Terms lookup - broken by design

Hi,
I need to exclude a large list of userids from a search request and want to optimze that by using a seperate index with all the userids that need to be skipped.

https://www.elastic.co/guide/en/elasticsearch/reference/6.0/query-dsl-terms-query.html

want to use the solution explained here :


Using a "skipped" user index.

Problem is that the list of skipped users can get very large, for example 30K ids.. so when adding that userid to the "skipped" index,
it will always result in a complete reindex of that document => high IO. . slow index over time.
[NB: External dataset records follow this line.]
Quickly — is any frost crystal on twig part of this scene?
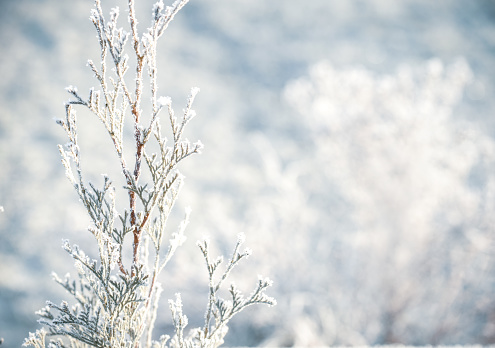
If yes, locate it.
[25,0,275,348]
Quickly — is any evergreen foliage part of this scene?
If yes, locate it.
[24,0,276,348]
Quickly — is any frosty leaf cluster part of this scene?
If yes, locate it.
[25,0,275,348]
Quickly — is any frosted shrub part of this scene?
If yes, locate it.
[284,59,495,345]
[24,0,275,347]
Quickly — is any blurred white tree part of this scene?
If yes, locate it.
[270,59,495,344]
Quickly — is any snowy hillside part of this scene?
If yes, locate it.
[0,0,495,347]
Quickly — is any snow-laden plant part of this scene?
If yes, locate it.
[24,0,275,348]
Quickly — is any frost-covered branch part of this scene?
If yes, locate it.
[24,0,274,348]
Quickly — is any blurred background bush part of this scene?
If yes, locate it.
[0,0,495,347]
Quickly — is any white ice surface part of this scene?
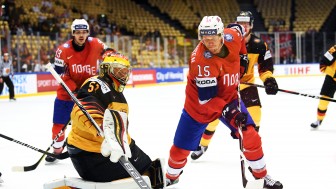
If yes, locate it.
[0,76,336,189]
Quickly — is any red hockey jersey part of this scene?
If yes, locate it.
[184,28,243,123]
[55,37,107,100]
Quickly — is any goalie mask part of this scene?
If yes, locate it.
[99,53,132,92]
[71,19,90,35]
[198,16,224,40]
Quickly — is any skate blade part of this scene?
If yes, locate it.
[245,179,264,189]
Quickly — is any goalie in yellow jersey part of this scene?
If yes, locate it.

Aren't there plans to adjust this terms lookup to a search rather then a single document lookup?
Would be more logical that for every "skip" a new document is created instead of all storing it in one document..

Or are there other solutions that I haven't thought of?

Thx J

Thousands of unique ids (regardless of where you gather them from) = slow queries if you assume spinning media and their average seek times.

For now I've always used the ids filter and fetched them from an external source (redis/ memcached.. with fallback on DB) and passed them along in the query request in ES 2.x ..

Still it's something that needs to be updated/ maintained in an extra system..

Was now looking to prepare upgrade to 5.x or 6.x and wanted to make my queries a bit more clean and only use one system,but if there's not a good solution for this by just using elasticsearch, I'll continue to use the ids filter with depedency on an external system for passing the bigger lists.

Might be worth something to explore on the roadmap for elastic,
think I'm not the only one with the need to cross join on different indexes efficiently..
(outer join in this case)

This topic was automatically closed 28 days after the last reply. New replies are no longer allowed.